Proving the roots of a polynomial are a subfield

Question

Define $f(X)=X^{p^r}-X \in \mathbb{F}_p[X]$ where $r\geq 1,\ p$ prime. I'm to show its roots are a subfield of its splitting field $E$ (I have already shown it has $p^r$ distinct roots in $E$).

What I currently have:

$0,1$ are clearly roots of $f$.

Suppose $a,b$ are roots of $f$. Then $(a+b)^{p^r}-(a-b) = a^{p^r}-a+b^{p^r}-b = 0$ so we have closure under addition.

But now, I can't get add./mult. inverses or closed under multiplication! For instance, to try to show existence of additive inverses I tried:

$(-a)^{p^r}-(-a) = (-1)^{p^r}a^{p^r}+a$, and unless $a=0$ or $p^r$ is odd, this isn't going to be zero..

How should I progress with this?

Answer 1

A nonempty subset of a finite group that is closed under the group operation is already a subgroup. That completes the additive part.

For multiplication, assume $a^{p^r}=a$ and $b^{p^r}=b$. Then $(ab)^{p^r}=a^{p^r}b^{p^r}=ab$. Was with addition this together with the existence of one nonzero root) shows that the set of roots (minus $0$) are a group under multiplication.

Answer 2

The splitting field is $\mathbb{F}_{p^r}$. To see this, it will suffice to prove that every element of $\mathbb{F}_{p^r}$ is a root.
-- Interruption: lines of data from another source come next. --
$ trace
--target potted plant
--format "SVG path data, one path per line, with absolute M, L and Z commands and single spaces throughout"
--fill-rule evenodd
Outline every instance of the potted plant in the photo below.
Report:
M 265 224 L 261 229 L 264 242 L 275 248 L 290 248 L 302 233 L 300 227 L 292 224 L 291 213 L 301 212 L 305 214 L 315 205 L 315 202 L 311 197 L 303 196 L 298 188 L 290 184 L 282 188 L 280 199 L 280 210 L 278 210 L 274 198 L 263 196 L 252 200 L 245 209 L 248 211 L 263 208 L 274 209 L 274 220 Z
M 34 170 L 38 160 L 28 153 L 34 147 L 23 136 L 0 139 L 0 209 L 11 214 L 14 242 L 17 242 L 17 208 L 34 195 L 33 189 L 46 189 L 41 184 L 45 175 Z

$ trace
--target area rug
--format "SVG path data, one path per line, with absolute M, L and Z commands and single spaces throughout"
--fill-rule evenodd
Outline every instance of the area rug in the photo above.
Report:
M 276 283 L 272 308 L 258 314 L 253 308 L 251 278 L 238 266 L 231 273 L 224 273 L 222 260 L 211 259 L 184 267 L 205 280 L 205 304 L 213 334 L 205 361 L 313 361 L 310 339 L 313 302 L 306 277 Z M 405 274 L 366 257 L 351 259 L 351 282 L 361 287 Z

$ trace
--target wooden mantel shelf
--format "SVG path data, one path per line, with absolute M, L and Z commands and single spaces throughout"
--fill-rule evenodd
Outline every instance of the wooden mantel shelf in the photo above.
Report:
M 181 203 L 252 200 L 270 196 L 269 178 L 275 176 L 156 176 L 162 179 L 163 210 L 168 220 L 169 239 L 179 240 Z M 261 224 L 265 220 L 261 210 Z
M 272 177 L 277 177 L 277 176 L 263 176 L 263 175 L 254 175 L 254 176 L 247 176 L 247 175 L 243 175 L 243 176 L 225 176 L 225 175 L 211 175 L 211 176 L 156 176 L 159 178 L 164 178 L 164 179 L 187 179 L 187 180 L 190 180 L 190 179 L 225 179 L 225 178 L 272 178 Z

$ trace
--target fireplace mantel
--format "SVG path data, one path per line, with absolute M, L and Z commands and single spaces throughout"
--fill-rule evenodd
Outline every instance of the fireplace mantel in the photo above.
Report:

Note that that the multiplicative subgroup of non-zero elements of $\mathbb{F}_{p^r}$ has order $p^{r}-1$. Therefore, every non-zero-element $a\in\mathbb{F}_{p^r}$ satisfies $a^{p^r-1}=1$. In particular, $a^{p^r}-a=0$. This also holds for $a=0$. So, every element of $\mathbb{F}_{p^r}$ is a root of $x^{p^r}-x$.

Since $\mathbb{F}_{p^r}$ is a subfield of itself, this completes the proof.